Cette matière, qui devoit être lumineuſe par elle-même, puisqu’elle eſt la lumière elle-même, ou le feu ſolaire, eſt néanmoins ſombre, obſcure, & fumeuſe ; cette matière, pour s’enflammer, a besoin d’un mélange avec celle de l’atmoſphère terreſtre ; & cette inflammation n’arrive pas au moment du contact, ce qui paroîtroit naturel ; mais après qu’elle eſt parvenue à une certaine profondeur ; & afin qu’on ne penſe point que je prête & ce ſyſtême une certaine tournure défavorable, je vais rapporter ſes propres paroles, tirées des éclairciſſemens mêmes de M. de Mairan.
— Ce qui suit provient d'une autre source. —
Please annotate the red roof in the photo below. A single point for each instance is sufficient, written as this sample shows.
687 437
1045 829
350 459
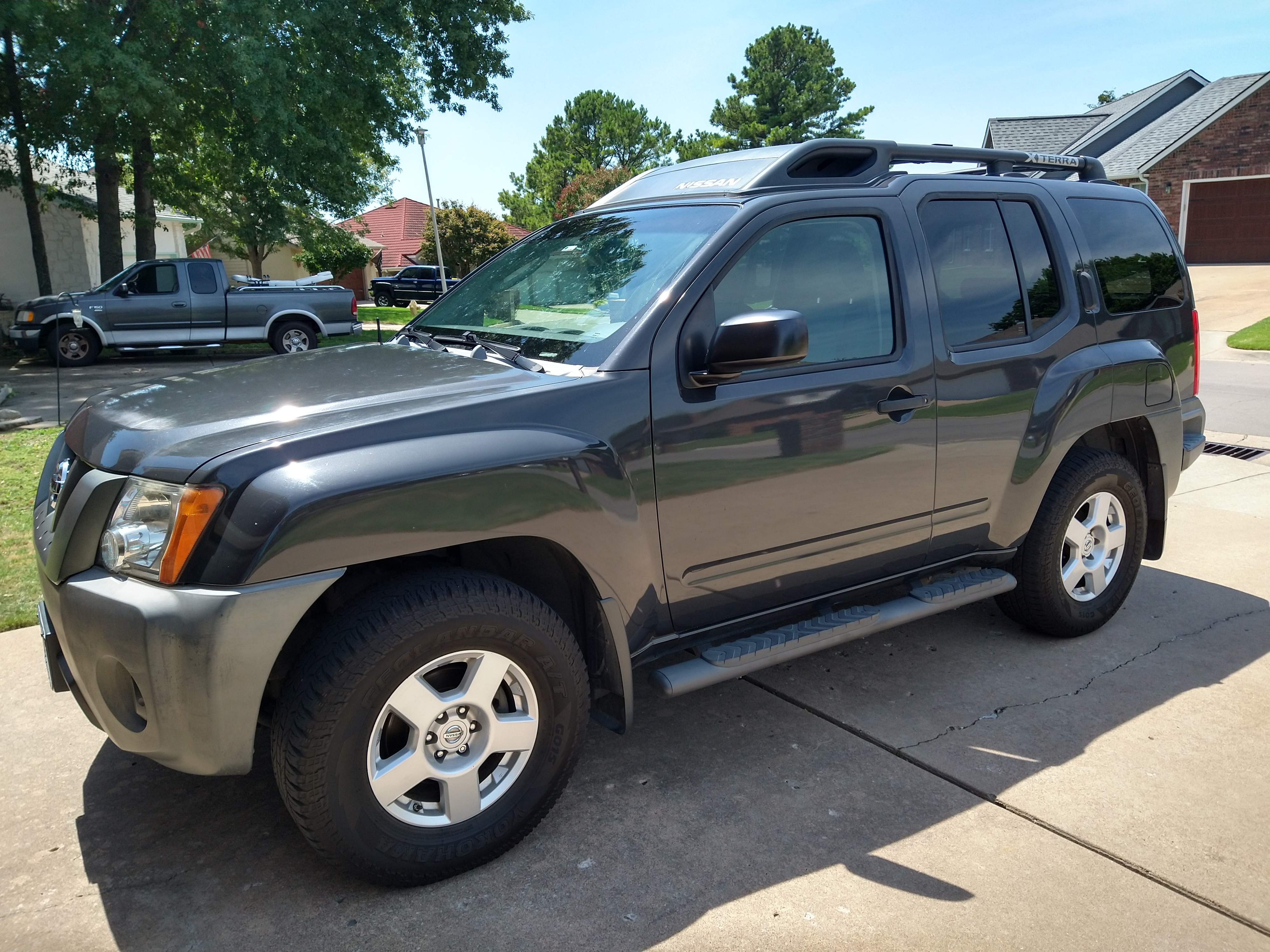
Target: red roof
398 227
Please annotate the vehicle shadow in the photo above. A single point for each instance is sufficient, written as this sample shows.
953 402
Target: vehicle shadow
709 799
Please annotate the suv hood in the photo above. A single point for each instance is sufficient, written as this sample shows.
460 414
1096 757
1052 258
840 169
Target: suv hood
167 428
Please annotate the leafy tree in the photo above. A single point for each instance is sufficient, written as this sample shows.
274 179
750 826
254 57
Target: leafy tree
248 112
792 91
331 248
598 131
469 238
590 187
« J’imagine donc, dit-il, que la matière de l’atmoſphère ſolaire dont réſulte l’aurore boréale & tout ce qui la compoſe, ne s’enflamme, en ſe mêlant avec celle de l’atmoſphère terreſtre, qu’après y être tombée à une certaine profondeur, & y avoir ſéjourné un certain temps ; qu’elle s’y enflamme plus ou moins par une eſpèce de fermentation, de la manière dont certains phoſphores s’allument étant expoſés à l’air ; & s’y éteint enſuite plus tôt ou plus tard, ſelon la quantité & la qualité de cette matière. » Éclairciſſ. XI, pag. 400, 1754.

Cette matière n’eſt donc pas lumineuſe comme elle devroit l’être, puiſque c’eſt celle qui compoſe l’atmoſphère du ſoleil ; elle a beſoin du mélange des particules terreſtres pour briller, il faut qu’elle s’enfonce à une certaine profondeur où celles-ci ſont plus groſſières afin de pouvoir s’enflammer ; elles s’éteignent enſuite, parce que cela eſt néceſſaire pour le ſyſtême ; combien de ſuppoſition purement gratuites dans cette hypothèſe !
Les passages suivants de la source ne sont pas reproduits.